Conclusa la latitanza del boss della ‘ndrangheta Giuseppe Pesce, 33 anni, reggente dell’omonima cosca di Rosarno. Pesce si e’ presentato ai carabinieri di Rosarno accompagnato dai suoi legali. Proprio il 3 maggio scorso si e’ era concluso a Palmi il processo contro la cosca Pesce, con la condanna di 42 imputati a pene da 28 anni a sei mesi di reclusione. Giuseppe Pesce, in quel processo, e’ stato condannato a 16 anni di reclusione per associazione mafiosa.
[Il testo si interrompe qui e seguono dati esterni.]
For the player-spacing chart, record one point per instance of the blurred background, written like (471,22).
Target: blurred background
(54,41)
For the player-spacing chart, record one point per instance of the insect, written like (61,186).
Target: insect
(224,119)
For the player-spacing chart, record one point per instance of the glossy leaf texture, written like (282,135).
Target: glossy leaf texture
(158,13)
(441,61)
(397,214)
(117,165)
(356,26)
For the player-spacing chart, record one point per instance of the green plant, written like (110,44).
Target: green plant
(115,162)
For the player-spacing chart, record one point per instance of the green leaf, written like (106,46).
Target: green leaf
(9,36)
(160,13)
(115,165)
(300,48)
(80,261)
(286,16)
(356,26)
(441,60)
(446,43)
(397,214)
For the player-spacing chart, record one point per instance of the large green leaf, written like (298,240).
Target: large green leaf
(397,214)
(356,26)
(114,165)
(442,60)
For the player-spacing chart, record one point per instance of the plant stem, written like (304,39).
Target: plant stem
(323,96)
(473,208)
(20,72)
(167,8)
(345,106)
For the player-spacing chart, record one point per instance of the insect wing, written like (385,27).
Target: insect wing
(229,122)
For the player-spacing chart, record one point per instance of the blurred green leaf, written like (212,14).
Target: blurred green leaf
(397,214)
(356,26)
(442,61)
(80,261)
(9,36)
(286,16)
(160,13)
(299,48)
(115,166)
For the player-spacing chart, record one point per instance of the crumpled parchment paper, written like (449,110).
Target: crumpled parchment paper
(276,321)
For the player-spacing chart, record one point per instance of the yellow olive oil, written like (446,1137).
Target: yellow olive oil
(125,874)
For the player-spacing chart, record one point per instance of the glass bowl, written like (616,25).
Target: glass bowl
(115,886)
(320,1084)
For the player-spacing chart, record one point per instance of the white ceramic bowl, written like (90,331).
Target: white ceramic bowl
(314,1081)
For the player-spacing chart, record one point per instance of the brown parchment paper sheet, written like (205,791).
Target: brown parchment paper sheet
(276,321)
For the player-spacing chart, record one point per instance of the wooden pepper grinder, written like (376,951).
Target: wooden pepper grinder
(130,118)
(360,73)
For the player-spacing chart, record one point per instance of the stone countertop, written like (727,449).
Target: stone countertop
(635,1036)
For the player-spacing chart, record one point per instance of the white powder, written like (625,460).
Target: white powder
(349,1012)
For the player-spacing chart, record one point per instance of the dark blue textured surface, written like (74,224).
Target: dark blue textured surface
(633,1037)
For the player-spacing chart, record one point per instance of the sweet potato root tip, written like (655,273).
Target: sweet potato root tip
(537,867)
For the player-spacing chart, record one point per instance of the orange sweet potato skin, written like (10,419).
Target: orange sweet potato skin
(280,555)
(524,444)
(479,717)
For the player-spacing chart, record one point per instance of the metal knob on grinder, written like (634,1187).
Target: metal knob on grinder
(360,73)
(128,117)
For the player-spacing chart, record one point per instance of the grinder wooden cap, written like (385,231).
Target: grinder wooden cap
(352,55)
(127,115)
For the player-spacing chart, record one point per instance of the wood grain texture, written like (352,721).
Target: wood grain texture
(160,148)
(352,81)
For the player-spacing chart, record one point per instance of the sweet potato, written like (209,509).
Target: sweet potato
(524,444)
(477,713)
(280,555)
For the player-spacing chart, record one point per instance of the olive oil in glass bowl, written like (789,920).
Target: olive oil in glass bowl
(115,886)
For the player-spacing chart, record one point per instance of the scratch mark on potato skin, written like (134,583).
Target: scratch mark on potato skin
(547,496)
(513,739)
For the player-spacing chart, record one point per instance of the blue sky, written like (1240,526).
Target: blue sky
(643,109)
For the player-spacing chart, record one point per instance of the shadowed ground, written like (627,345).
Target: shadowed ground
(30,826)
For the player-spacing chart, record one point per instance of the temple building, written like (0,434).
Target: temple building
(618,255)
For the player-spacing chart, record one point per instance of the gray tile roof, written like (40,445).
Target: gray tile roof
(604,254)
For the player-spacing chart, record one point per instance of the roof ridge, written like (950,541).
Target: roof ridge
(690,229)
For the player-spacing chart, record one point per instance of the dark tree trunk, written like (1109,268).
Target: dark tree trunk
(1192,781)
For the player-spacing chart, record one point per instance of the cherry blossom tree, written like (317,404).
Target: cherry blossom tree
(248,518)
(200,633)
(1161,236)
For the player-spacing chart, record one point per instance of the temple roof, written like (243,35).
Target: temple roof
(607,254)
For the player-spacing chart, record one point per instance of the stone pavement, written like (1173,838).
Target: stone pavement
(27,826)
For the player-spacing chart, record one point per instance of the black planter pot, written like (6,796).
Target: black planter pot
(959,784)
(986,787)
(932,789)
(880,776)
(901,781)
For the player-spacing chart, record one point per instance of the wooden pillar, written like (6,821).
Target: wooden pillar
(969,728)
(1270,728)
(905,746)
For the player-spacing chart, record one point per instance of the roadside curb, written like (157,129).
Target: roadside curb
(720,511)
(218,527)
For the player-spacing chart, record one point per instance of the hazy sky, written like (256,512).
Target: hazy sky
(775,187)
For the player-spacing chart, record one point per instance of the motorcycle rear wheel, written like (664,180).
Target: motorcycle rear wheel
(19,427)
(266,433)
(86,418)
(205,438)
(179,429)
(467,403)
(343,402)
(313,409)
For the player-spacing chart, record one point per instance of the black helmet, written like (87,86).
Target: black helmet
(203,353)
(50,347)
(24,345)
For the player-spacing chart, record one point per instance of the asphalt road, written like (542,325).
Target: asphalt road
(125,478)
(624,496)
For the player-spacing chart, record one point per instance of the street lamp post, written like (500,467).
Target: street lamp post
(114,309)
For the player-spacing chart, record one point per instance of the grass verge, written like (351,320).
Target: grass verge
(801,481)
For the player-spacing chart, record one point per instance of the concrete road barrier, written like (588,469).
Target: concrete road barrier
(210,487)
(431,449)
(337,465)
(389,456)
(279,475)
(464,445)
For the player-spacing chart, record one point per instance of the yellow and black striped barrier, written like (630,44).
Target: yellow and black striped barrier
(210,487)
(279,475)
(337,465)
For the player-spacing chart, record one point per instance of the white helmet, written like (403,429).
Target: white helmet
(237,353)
Ma il dibattimento piu’ importante in cui e’ imputato Giuseppe Pesce e’ quello in corso, sempre a Palmi, in cui e’ accusato formalmente di essere il reggente della cosca. Ruolo che gli sarebbe stato assegnato dal fratello Francesco, 35 anni. Giuseppe Pesce e’ cugino della pentita Giuseppina Pesce, che con le sue rivelazioni ha consentito alla Dda di Reggio Calabria di smantellare la storica cosca di Rosarno con una lunga serie di arresti. La decisione del capoclan di porre fine alla sua latitanza trarrebbe origine, soprattutto, dall’arresto della moglie, Ilenia Bellocco, 24 anni, bloccata dai carabinieri il 5 maggio scorso con l’accusa di aiutare il marito a tenere i contatti con gli altri affiliati alla cosca. In piu’, il 16 aprile scorso, i carabinieri avevano arrestato il luogotenente di Giuseppe Pesce, Domenico Sibio, 35 anni, che avrebbe avuto un ruolo strategico per la latitanza del boss.